Supplì / スップリ

まだ5月下旬なのにここ数日、東京は真夏のような暑い日が続いています。幸い空気はカラッとしているので、イタリアの夏みたいで快適!マルシェにはアーティチョークや花ズッキーニなど今が旬の野菜も登場。料理を作るのがとても楽しいシーズンです。今日はこれらイタリア野菜を使ったローマの代表的な料理をいくつか紹介しましょう。
まずはアーティチョーク。芸術作品のような美しい姿でしょ?一年に2度ある旬ですが、春から初夏にかけてのアーティチョークの方が、秋よりも断然力強い味わいだと思います。 日本でもおなじみの野菜になりつつあります。でもまだ高級野菜としてのイメージが強いですよね。
参考までにローマでは(メルカート・トリオンファーレで撮影。2017年3月)、このように1本0.50€ / 日本円で60円程度なのでとても庶民的な野菜。10本まとめて買うと値引きしてくれたりするので、かなりお買い得に!10本20本とたくさん買って鍋にぎゅうぎゅう詰めにして料理します。日本でこんな事していたら大変!ところで下準備がちょっと大変なアーティチョーク(慣れればどーってことないんですが)。ラバーゼ La base のピーリングナイフがあるとアーティチョークの下準備がとても楽に行うことができますよ。一般的なピーラーよりも多彩な作業ができるのでとても使いやすいです。ジャガイモの様な球状の野菜の皮剥きや、セロリの筋取りなどにも大活躍します。
僕の特製『カルチョーフィのローマ風 Carciofi alla romana 』です。カルチョーフィはイタリア語で、アーティチョークの意味です。カルチョーフィ料理と言えばまずこのローマ風でしょう。メントゥッチャやニンニクのみじん切り、アンチョビなどをフィリングとしてカルチョーフィの真ん中に詰め、30分ほど蒸し煮にします。この料理は温かくても冷たくてもとても美味しい!この様な伝統的な料理は見た目の派手さはないけど、食べ飽きることがない美味しさが魅力です。もちろん付け合わせとしても素晴らしい料理だよ。ローマ万歳!
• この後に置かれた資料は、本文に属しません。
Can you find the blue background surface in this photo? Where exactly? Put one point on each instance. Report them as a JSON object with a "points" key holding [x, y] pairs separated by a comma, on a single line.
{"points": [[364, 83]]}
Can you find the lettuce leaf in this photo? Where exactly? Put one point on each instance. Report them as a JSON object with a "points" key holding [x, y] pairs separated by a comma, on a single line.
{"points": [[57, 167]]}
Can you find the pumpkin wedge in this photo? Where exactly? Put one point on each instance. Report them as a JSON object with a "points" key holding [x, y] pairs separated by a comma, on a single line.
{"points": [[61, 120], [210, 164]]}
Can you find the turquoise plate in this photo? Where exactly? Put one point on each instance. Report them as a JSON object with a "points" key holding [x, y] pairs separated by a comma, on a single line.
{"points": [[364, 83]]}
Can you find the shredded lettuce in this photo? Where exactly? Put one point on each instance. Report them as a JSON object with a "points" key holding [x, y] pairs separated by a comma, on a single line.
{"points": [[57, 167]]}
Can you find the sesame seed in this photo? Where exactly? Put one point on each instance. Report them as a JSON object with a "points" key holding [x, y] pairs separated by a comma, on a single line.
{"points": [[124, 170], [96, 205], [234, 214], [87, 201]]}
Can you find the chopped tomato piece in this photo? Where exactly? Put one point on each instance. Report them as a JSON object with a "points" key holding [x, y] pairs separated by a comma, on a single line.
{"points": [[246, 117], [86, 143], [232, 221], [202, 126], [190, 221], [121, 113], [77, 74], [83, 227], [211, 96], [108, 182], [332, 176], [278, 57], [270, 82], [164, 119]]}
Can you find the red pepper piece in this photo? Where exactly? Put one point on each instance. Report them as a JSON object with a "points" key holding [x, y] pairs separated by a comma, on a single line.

こちらは僕の特製『スップリ・アル・テレーフォノ Supplì al telefono 』です。通常は略してスップリと呼ばれます。ローマの代表的なアンティパスト。ライスコロッケね。軽食としても大人気ですよ。料理名の由来、一説にはスップリを手で半分に割るとモッツァレラがトロリと伸びて糸を引き、旧式の電話の受話器の様だから。いずれにせよ、とても美味しい!6個ぐらいは僕はペロリと平らげちゃいます。でもあらかじめラグーのリゾットを作っておいてバットで冷ましておかなくてはいけないので、けっこう作るのが大変な料理なんです。だからといって手を抜いてはいけんですが…(笑)!
花ズッキーニの季節がやって来ました。この野菜が出回ると、そろそろ夏が近づいてきたって感じですよね。ローマ郊外の田舎の家でヴァカンスを過ごした時は、毎日の様に花ズッキーニのフリットを作ってアンティパストにしていました。ほんと嫌になるくらい(笑)花ズッキーニは僕の夏の思い出と共にあります。
僕の特製『花ズッキーニのフリット、モッツァレッラとアンチョビ詰め Fiori di zucchina ripieni con mozzarella ed acciughe 』だよ〜。揚げたてを食べましょう。熱々で超美味!みんなも食べたいでしょ?